SPACeR: Self-Play Anchoring with Centralized Reference Models

Abstract

Developing autonomous vehicles (AVs) requires not only safety and efficiency, but also realistic, human-like behaviors that are socially aware and predictable. Achieving this requires sim agent policies that are human-like, fast, and scalable in multi-agent settings. Recent progress in imitation learning with large diffusion-based or tokenized models has shown that behaviors can be captured directly from human driving data, producing realistic policies. However, these models are computationally expensive, slow during inference, and struggle to adapt in reactive, closed-loop scenarios. In contrast, self-play reinforcement learning (RL) scales efficiently and naturally captures multi-agent interactions, but it often relies on heuristics and reward shaping, and the resulting policies can diverge from human norms. We propose human-like self-play, a framework that leverages a pretrained tokenized autoregressive motion model as a centralized reference policy to guide decentralized self-play. The reference model provides likelihood rewards and KL divergence, anchoring policies to the human driving distribution while preserving RL scalability. Evaluated on the Waymo Sim Agents Challenge, our method achieves competitive performance with imitation-learned policies while being up to 10× faster at inference and 50× smaller in parameter size than large generative models. In addition, we demonstrate in closed-loop ego planning evaluation tasks that our sim agents can effectively measure planner quality with fast and scalable traffic simulation, establishing a new paradigm for testing autonomous driving policies.

Overview of SPACeR

Existing approaches face a fundamental trade-off:

Imitation learning (IL): Realistic and human-like, but tokenized or diffusion models are large (GPU memory heavy), slow, and difficult to scale.
Self-play reinforcement learning (RL): Efficient and scalable, but requires reward shaping and often diverges from human norms.

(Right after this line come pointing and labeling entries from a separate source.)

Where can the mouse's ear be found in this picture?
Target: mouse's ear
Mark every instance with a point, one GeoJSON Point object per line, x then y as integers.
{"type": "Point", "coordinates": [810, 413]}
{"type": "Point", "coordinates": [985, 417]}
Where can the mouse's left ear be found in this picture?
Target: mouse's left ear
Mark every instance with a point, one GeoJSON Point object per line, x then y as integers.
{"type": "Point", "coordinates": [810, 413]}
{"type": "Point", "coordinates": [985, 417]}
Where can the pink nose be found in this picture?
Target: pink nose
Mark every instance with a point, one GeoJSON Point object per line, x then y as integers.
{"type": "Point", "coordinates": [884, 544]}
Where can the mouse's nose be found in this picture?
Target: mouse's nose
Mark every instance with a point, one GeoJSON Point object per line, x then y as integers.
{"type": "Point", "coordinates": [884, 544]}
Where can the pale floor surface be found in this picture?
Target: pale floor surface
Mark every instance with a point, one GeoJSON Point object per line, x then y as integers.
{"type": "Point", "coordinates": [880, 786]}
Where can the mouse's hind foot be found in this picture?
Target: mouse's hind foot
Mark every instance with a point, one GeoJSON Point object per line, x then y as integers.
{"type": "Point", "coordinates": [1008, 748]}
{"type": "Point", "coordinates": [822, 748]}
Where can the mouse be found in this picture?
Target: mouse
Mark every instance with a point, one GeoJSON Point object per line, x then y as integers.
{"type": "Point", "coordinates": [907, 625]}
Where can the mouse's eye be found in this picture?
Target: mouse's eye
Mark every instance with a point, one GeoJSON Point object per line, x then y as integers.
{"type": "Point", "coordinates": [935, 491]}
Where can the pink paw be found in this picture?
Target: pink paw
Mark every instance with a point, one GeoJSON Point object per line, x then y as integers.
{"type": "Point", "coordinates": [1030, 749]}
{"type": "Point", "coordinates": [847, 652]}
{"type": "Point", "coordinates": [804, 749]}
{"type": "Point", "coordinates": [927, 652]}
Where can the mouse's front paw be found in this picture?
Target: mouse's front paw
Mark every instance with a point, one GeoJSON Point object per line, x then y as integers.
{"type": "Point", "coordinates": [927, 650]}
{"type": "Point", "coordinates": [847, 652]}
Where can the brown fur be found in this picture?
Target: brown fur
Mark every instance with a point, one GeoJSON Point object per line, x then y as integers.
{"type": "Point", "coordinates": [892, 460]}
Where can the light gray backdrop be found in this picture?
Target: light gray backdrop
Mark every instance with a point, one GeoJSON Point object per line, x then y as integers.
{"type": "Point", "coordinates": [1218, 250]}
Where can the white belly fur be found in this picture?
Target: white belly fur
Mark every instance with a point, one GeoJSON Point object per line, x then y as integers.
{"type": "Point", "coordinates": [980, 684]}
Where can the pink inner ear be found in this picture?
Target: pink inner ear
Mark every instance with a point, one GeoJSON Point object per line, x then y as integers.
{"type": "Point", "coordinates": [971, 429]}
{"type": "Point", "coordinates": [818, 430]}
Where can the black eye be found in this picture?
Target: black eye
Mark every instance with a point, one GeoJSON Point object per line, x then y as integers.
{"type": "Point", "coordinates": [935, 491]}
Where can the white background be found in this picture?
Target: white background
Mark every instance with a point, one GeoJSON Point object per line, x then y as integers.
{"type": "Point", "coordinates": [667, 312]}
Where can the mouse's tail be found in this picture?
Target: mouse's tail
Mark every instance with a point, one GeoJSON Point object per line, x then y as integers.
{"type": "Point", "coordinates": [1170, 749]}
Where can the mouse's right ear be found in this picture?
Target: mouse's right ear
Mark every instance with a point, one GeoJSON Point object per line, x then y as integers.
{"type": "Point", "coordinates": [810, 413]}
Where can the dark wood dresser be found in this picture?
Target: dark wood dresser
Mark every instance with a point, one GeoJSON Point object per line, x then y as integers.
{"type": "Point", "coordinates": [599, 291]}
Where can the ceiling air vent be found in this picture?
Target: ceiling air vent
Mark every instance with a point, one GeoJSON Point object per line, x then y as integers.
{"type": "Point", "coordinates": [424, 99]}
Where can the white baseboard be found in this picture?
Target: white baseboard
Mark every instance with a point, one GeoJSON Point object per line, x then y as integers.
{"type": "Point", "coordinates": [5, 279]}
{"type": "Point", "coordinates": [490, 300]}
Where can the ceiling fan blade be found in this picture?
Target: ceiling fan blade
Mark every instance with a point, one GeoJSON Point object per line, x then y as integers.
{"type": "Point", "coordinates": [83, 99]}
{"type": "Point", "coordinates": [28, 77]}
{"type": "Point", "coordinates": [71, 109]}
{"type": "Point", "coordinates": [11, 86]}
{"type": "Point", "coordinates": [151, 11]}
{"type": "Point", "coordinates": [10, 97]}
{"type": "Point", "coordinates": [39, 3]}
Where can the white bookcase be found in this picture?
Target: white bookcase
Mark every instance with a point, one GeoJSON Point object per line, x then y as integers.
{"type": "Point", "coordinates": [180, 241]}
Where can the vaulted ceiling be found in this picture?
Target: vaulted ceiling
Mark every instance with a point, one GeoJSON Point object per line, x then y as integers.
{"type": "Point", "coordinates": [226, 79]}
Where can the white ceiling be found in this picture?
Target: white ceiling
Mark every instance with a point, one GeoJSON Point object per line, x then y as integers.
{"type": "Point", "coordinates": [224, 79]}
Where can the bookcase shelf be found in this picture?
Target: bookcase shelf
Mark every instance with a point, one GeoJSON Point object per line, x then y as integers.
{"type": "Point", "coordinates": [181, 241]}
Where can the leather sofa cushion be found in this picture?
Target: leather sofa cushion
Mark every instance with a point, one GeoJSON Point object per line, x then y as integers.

SPACeR is an RL-first approach designed to bridge these gaps—combining the scalability of self-play with the realism of IL. Our policies are ~50× smaller than tokenized models and run 10× faster (or more!), enabling lightweight, human-like multi-agent simulation.

We propose to anchor self-play reinforcement learning to a pretrained tokenized reference model, which provides a human-likeness distributional signal. The resulting SPACeR policy is decentralized and conditioned only on local observations, while the reference model is centralized and conditioned on the full scene context—allowing scalable training without sacrificing realism.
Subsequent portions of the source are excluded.